Transkript
STUDIE REFERIERT
Ambulante BD-Messung bringt bessere BD-Kontrolle
Studie mit 24-Stunden-Messung aus der Nordwestschweiz
Merksatz
■ Die 24-Stunden-BD-Messung verbessert das Management der Hypertonie und führt zu geringerem Antihypertensivaverbrauch bei tieferen BD-Werten.
Reichen die gelegentlichen BDMessungen in der Praxis? Wie viel bringt eine intensivere Überwachung mit ambulanter 24-Stunden-BD-Erfassung?

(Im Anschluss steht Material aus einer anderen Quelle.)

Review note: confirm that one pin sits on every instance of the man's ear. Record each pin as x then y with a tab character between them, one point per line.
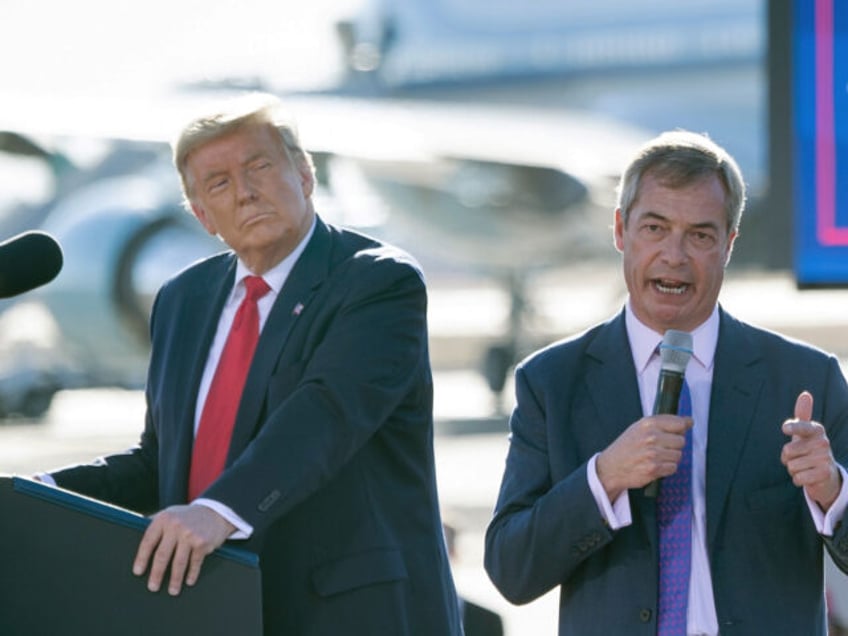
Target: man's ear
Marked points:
307	178
618	230
731	241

JOURNAL OF HUMAN HYPERTENSION
Heute fällt die Entscheidung zur Diagnose und Therapie einer arteriellen Hypertonie in aller Regel aufgrund von (wiederholten) Messungen in der Arztpraxis. Dies ist auch konform mit derzeitigen Leitlinien, die sich ihrerseits auf zahlreiche grosse randomisierte Studien abstützen. Nicht immer ist dieses Vorgehen ausreichend. Einerseits besteht eine starke intraindividuelle Variabilität, andererseits liegt offenbar bei etwa 20 Prozent eine Weisskittelhypertonie vor. Die ambulante BD-Messung beseitigt die meisten dieser Probleme, wie randomisierte Studien gezeigt haben. Die vorliegende Untersuchung wollte die BDWerte aus ambulanter 24-Stunden-Messung mit den Standardmessungen in der Praxis vergleichen.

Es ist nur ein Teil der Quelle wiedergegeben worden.